Landmark study uncovers new set of cells behind back pain
In big news for the millions who suffer from chronic lower back pain, scientists have made a potentially huge breakthrough in understanding its cause at a microscopic level.
Cedars-Sinai scientists have pinpointed a new subset of cells within the degraded jelly-like intervertebral disks in people with painful lower back pain. These cells were absent in those who had either healthy intervertebral disks or degraded disks but no pain.
“We’ve identified for the first time particular cells that could be the key to understanding disk pain,” said senior author Dr Dmitriy Sheyn, a research scientist at Cedars-Sinai. “Learning more about how these cells work could lead to the eventual discovery of new treatment options.”
In the study, the researchers simulated the conditions of disk degeneration and transformed cultured cells into this newly discovered pain-linked subtype of cells.
They also grew cells in one chamber of a two-chamber chip. In the other chamber, they housed pain-signaling neurons created from stem cells.
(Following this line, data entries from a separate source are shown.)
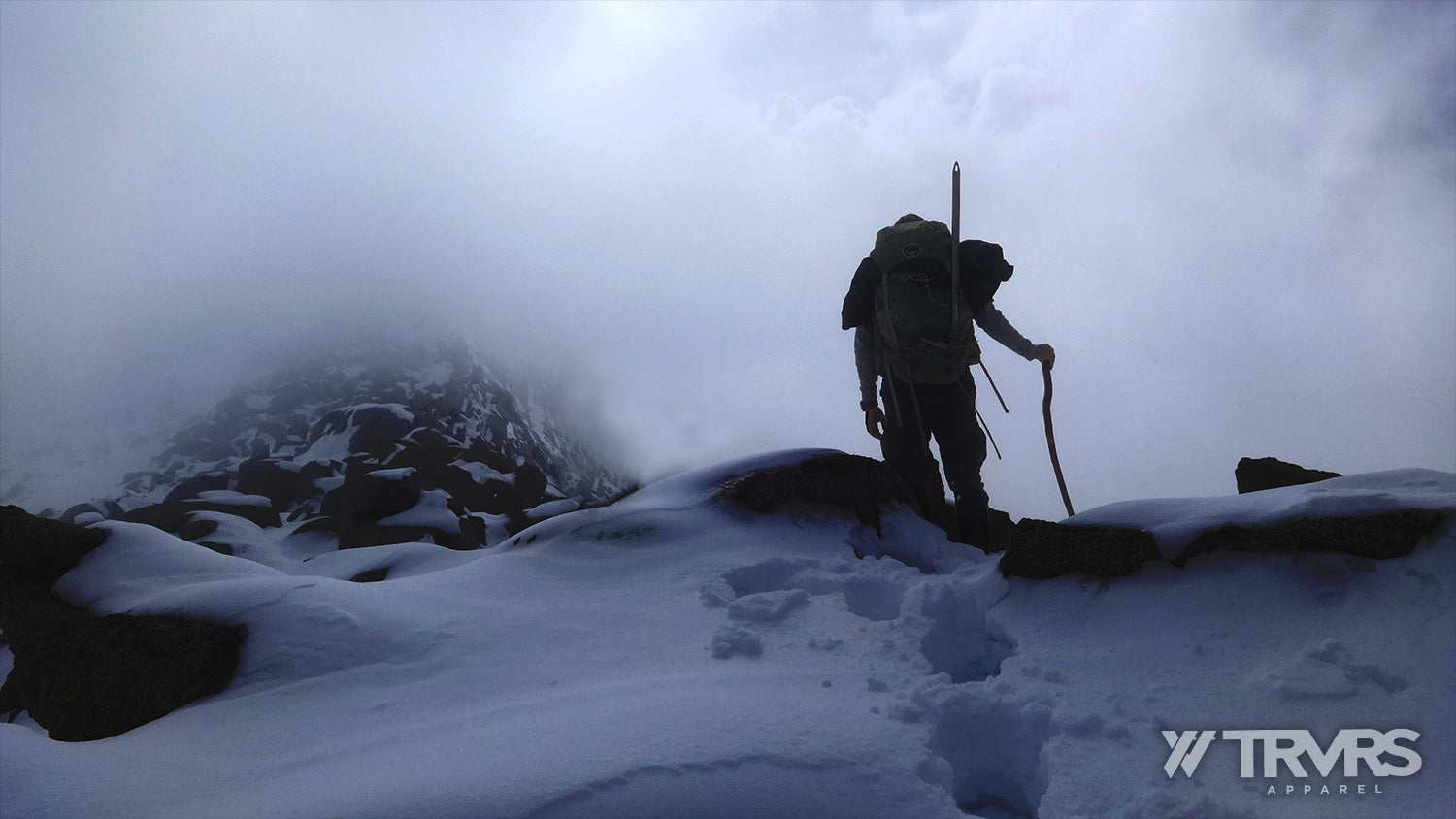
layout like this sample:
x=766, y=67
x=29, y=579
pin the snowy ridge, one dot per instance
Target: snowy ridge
x=305, y=413
x=672, y=656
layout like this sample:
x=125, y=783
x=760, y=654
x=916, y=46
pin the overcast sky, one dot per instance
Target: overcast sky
x=1237, y=223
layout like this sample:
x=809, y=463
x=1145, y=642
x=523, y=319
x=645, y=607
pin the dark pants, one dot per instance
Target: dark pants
x=946, y=411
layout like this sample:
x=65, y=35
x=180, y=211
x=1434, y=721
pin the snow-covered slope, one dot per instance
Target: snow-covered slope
x=672, y=656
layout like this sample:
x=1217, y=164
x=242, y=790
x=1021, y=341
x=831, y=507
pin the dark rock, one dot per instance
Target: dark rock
x=376, y=431
x=530, y=483
x=853, y=483
x=84, y=676
x=46, y=547
x=1374, y=537
x=83, y=508
x=1257, y=475
x=1001, y=533
x=482, y=454
x=276, y=480
x=191, y=487
x=372, y=495
x=1040, y=550
x=177, y=518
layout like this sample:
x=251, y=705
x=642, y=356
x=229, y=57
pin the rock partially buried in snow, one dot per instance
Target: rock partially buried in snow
x=1379, y=536
x=861, y=486
x=1042, y=550
x=84, y=676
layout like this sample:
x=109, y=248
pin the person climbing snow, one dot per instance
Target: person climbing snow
x=913, y=331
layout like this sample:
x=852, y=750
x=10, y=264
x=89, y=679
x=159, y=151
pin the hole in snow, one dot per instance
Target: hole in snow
x=772, y=574
x=874, y=598
x=966, y=656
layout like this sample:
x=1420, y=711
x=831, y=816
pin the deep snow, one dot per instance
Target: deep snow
x=669, y=656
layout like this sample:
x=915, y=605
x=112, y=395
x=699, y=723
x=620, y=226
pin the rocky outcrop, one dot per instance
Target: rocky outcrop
x=1376, y=537
x=83, y=676
x=1042, y=550
x=314, y=440
x=1257, y=475
x=856, y=484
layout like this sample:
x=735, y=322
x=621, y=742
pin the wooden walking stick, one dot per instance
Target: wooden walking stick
x=1051, y=442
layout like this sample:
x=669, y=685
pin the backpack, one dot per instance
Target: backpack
x=922, y=340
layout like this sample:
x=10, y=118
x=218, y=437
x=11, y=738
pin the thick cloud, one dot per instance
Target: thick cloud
x=1235, y=221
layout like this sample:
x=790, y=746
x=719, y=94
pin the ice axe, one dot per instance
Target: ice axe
x=1051, y=441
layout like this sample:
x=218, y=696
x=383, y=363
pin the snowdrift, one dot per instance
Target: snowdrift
x=672, y=655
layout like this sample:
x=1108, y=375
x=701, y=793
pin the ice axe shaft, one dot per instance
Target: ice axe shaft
x=1051, y=441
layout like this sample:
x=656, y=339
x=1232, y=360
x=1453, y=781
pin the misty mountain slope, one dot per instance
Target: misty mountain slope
x=670, y=655
x=393, y=441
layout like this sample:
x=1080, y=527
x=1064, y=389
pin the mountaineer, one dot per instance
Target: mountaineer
x=913, y=328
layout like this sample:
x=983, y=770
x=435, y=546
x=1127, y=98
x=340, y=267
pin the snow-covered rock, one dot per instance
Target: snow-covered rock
x=670, y=655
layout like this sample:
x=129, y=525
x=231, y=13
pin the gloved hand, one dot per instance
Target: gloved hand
x=874, y=422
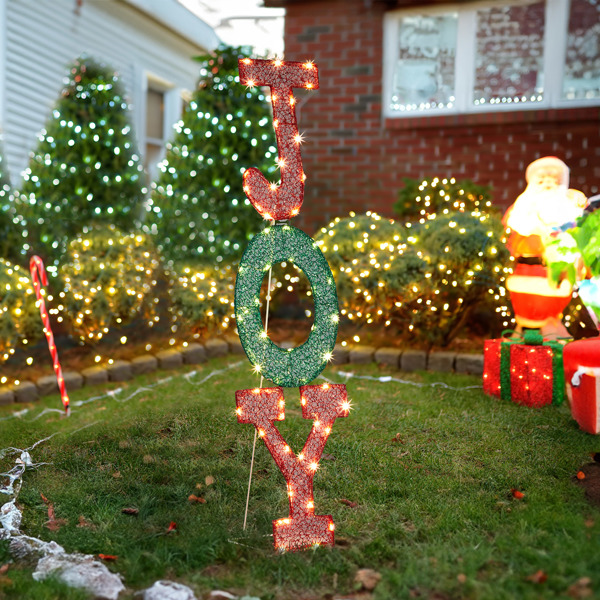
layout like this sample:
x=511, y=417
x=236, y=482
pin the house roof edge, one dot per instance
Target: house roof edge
x=179, y=19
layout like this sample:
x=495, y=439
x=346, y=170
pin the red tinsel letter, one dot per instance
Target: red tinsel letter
x=283, y=202
x=322, y=403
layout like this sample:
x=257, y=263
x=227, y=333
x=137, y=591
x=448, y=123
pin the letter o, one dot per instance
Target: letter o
x=297, y=366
What they found was that when the pain-linked cells were in the chip, the neurons in the second chamber grew axons – the fibrous network that signals travel along – in the direction of the pain cells.
And when healthy cells were in that adjacent chamber, there was no change to the neurons’ structure.
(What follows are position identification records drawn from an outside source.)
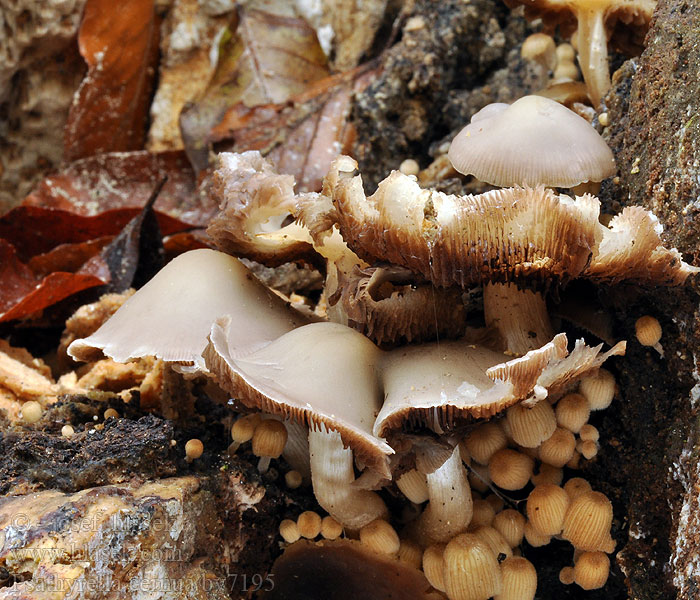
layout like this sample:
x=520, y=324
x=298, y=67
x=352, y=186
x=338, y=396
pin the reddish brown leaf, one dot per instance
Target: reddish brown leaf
x=23, y=293
x=179, y=243
x=302, y=136
x=35, y=230
x=126, y=179
x=118, y=40
x=267, y=59
x=67, y=257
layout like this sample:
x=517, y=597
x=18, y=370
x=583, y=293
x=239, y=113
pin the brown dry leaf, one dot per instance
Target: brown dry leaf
x=94, y=185
x=24, y=293
x=267, y=60
x=118, y=40
x=302, y=136
x=185, y=68
x=353, y=25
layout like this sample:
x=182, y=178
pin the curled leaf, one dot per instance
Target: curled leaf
x=119, y=43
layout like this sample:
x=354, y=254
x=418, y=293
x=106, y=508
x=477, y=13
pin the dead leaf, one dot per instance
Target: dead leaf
x=266, y=60
x=119, y=42
x=125, y=180
x=67, y=257
x=303, y=136
x=23, y=294
x=136, y=254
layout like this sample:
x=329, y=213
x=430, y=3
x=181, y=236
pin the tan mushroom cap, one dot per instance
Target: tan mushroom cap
x=503, y=235
x=255, y=203
x=323, y=374
x=171, y=316
x=534, y=141
x=522, y=235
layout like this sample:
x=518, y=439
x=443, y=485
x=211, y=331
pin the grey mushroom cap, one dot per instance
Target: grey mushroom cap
x=171, y=316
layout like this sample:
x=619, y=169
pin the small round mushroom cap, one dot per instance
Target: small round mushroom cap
x=558, y=449
x=546, y=507
x=531, y=426
x=591, y=570
x=519, y=579
x=533, y=141
x=587, y=522
x=309, y=524
x=434, y=566
x=599, y=389
x=381, y=537
x=511, y=524
x=572, y=412
x=31, y=411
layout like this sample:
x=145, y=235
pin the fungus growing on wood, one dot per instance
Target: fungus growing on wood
x=268, y=441
x=471, y=569
x=511, y=525
x=648, y=332
x=594, y=22
x=381, y=537
x=449, y=510
x=510, y=469
x=540, y=48
x=309, y=524
x=598, y=389
x=591, y=570
x=546, y=144
x=587, y=522
x=519, y=579
x=255, y=204
x=546, y=506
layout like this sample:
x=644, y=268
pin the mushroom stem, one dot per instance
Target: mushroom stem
x=520, y=316
x=332, y=476
x=449, y=510
x=593, y=53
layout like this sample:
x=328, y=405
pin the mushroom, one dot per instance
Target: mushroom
x=256, y=204
x=171, y=316
x=534, y=141
x=292, y=377
x=343, y=570
x=594, y=22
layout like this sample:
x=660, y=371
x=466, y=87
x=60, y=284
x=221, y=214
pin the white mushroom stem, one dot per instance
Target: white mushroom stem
x=593, y=53
x=332, y=475
x=520, y=316
x=449, y=509
x=296, y=452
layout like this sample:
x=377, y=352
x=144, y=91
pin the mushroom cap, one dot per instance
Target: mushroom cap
x=533, y=141
x=626, y=21
x=344, y=570
x=324, y=374
x=171, y=316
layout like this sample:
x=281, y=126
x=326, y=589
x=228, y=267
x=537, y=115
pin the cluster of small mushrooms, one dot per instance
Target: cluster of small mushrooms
x=394, y=385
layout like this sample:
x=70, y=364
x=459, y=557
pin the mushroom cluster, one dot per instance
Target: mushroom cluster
x=368, y=384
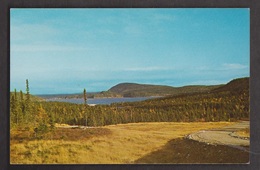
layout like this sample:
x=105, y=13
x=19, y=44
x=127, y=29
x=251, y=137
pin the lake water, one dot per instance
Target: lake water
x=102, y=100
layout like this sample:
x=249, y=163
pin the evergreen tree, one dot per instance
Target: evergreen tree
x=85, y=106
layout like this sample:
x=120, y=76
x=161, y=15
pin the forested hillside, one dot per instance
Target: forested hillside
x=227, y=103
x=139, y=90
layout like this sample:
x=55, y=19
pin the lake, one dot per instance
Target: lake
x=102, y=100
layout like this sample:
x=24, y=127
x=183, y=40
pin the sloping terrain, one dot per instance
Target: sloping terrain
x=142, y=90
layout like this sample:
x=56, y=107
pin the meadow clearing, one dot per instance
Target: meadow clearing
x=113, y=144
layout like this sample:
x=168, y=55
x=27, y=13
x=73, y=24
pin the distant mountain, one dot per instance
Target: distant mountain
x=143, y=90
x=147, y=90
x=235, y=86
x=33, y=97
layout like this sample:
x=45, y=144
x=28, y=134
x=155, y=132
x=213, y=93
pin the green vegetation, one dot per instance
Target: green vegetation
x=125, y=143
x=139, y=90
x=36, y=138
x=222, y=104
x=142, y=90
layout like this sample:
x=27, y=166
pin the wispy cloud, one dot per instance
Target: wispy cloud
x=233, y=66
x=48, y=48
x=154, y=68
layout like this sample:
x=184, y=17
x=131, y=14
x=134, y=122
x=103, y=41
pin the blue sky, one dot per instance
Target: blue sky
x=66, y=50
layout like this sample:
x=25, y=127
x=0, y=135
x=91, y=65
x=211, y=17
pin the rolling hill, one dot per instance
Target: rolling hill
x=143, y=90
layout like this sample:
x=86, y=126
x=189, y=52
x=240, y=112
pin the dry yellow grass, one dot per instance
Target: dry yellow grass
x=244, y=133
x=127, y=143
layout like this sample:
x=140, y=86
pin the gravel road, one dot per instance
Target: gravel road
x=223, y=136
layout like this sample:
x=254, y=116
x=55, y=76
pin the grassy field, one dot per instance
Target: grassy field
x=117, y=144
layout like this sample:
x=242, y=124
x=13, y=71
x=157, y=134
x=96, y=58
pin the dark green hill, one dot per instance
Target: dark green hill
x=142, y=90
x=235, y=86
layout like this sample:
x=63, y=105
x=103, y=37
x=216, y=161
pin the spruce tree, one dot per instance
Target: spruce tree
x=85, y=106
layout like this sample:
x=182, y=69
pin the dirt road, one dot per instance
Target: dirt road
x=223, y=136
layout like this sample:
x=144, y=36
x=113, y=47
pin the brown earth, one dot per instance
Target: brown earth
x=183, y=150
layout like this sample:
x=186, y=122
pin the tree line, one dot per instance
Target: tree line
x=40, y=116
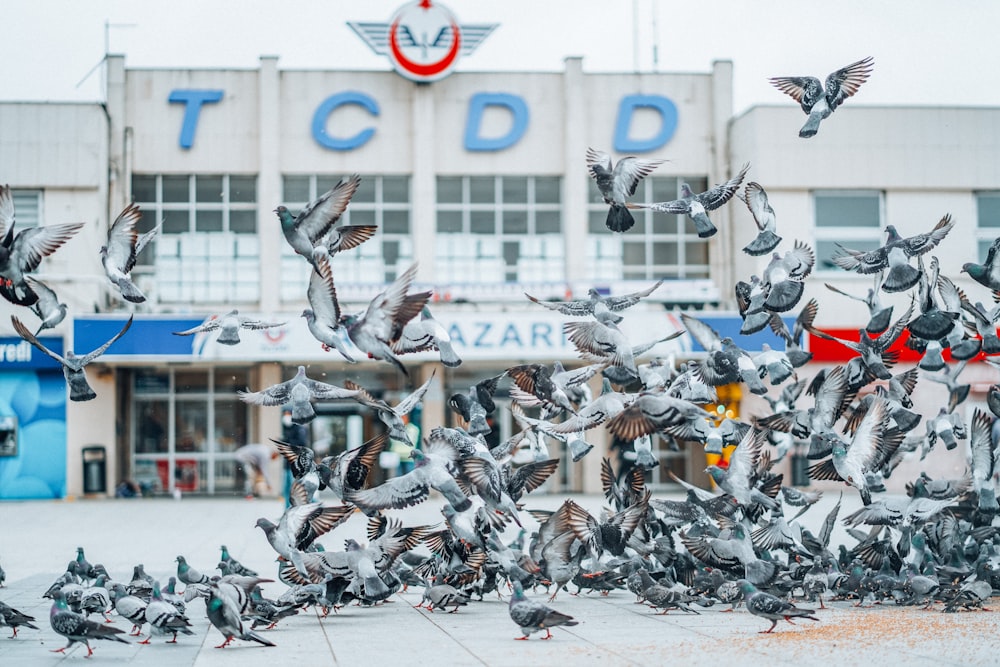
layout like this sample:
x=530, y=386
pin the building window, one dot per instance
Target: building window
x=27, y=208
x=987, y=222
x=208, y=250
x=186, y=426
x=658, y=246
x=497, y=229
x=380, y=200
x=851, y=218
“We don't know whether the pain-associated cells attracted the invasion of the neurons, or the healthy cells repelled it, but there was definitely a difference between the healthy and the pain-associated cells,” Sheyn said.
Because there are no nerve endings in the intervertebral disks, their degradation doesn’t necessarily lead to lower back pain. However, as these spinal shock absorbers wear down and dry out, surrounding tissue can interfere with them.
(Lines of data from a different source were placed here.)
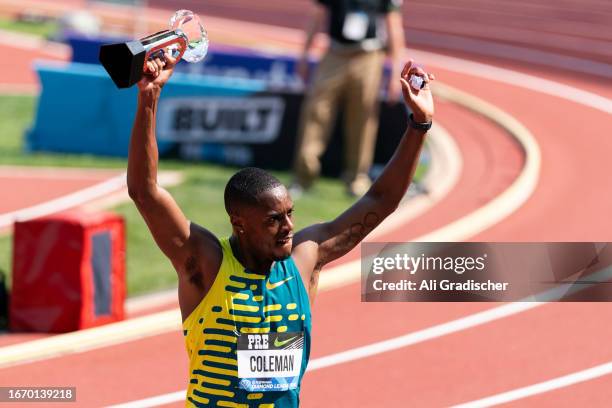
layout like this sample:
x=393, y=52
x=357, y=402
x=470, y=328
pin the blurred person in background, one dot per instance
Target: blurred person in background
x=362, y=33
x=246, y=299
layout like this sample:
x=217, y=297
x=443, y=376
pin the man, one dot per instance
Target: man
x=349, y=74
x=245, y=300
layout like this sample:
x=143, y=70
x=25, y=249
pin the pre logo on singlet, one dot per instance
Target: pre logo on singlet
x=270, y=361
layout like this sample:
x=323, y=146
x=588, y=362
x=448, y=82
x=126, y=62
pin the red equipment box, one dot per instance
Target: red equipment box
x=68, y=272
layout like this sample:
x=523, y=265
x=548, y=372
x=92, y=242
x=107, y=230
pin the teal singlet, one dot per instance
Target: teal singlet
x=249, y=338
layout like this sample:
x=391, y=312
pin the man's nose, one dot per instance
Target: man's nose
x=288, y=224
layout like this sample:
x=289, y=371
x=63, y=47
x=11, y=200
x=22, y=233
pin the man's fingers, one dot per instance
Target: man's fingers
x=170, y=60
x=407, y=68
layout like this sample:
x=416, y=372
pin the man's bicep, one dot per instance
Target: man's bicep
x=341, y=235
x=167, y=223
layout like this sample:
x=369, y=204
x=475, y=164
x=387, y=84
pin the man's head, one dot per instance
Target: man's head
x=260, y=211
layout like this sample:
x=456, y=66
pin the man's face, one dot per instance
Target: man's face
x=269, y=225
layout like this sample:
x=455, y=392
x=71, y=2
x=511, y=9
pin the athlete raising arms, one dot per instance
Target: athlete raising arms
x=245, y=300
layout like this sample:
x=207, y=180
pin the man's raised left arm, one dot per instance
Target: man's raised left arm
x=320, y=244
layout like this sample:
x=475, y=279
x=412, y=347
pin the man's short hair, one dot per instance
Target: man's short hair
x=244, y=187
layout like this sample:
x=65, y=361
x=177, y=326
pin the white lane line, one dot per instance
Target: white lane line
x=540, y=388
x=154, y=401
x=65, y=202
x=517, y=79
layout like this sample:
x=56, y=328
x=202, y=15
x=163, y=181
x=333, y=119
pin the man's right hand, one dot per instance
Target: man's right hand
x=158, y=72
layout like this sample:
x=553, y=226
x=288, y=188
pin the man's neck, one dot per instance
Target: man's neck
x=247, y=259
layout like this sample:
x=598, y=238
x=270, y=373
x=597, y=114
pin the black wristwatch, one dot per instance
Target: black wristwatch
x=419, y=125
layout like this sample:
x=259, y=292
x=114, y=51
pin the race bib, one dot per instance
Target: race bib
x=270, y=361
x=355, y=26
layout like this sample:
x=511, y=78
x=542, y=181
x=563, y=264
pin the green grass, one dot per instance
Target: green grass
x=200, y=197
x=42, y=29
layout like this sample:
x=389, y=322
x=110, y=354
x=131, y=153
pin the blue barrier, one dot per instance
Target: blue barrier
x=81, y=111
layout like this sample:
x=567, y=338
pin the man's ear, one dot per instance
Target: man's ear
x=237, y=223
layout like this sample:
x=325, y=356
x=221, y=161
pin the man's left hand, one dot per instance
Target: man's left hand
x=420, y=101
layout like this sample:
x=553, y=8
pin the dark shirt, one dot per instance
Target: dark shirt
x=372, y=10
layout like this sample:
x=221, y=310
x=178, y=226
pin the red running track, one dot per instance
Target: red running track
x=552, y=340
“Sometimes, when disks degenerate, nerve endings from the surrounding tissues invade the disk, and we believe this causes pain,” Sheyn said.
It’s an exciting discovery that could lead to significant treatment options for around 40% of the adult population that develop lower back pain due to degenerating disks.
The researchers envisage treatment options could involve reprogramming the pain-linked cells or populating the disks with healthy cells to overpower the problem ones.
“Precisely targeting the ‘bad’ cell subtype or supplementing the ‘good’ cell subtype may provide useful strategies for treating disk-based low back pain,” said Clive Svendsen of Cedars-Sinai. “This study validated some knowledge in classical disk or pain biology and could be a step toward a targeted cell therapy that addresses the root causes of low back pain.”
The study was published in the journal Science Translational Medicine.